Others in the south worried about how they would make their bi-annual migratory routes up and down the coast when driving but most thought that it would be a small price to pay if it meant not being associated with people who would have voted for the Romney/Ryan ticket. "I just worry that they might try to ambush us on the way home every spring." Said Patricia Wallerstien, who imagined that it wouldn't take long before the entire northern part of the state turned into something more akin to Somalia or even worse, Arizona. "Maybe we could split it right up the middle?" Mrs. Wallerstien suggested, adding that the NOFLAFers could take the Gulf side, of which she couldn't remember the last time she had ever visited, then remembered it was when she had gotten deathly ill from a bad serving of shrimp cocktail in Naples.

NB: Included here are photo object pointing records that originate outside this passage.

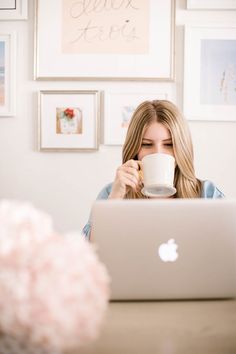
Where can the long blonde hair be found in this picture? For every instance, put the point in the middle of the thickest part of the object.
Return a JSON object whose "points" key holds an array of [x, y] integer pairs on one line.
{"points": [[166, 113]]}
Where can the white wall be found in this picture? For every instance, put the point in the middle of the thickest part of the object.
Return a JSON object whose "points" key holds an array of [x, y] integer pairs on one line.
{"points": [[65, 184]]}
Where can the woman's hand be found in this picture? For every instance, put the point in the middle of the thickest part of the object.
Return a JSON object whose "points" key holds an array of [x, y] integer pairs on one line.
{"points": [[127, 178]]}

Officials we talked to in Tallahassee assured us that the whole mess would blow over in a few months time and hoped cooler heads would prevail. "We are alarmed at the number of boxes containing signatures that keep arriving on our doorstep though." Said a tired Galen Chambers, who was in charge of counting them all. "We're sure lots of folks are signing the petiton two or three times." He told us, pulling a beer stained sheet from the vast pile. This petition had the same last name of Crugger, chicken-scratched on every line. "But then again, maybe not. This is probably a large family, all living at one address, it's pretty common up here." He said wearily, tossing the page back onto the every growing stack.
Chambers acknowledged the seriousness of the situation but vowed that Florida would never be cut in half. But when asked about what would happen if a still united Florida went Democratic again in 2016, Chambers lowered his head without answering. "I just need to get out of here for a while." He said, staring glossy-eyed at the boxes. "Lets go to the beach."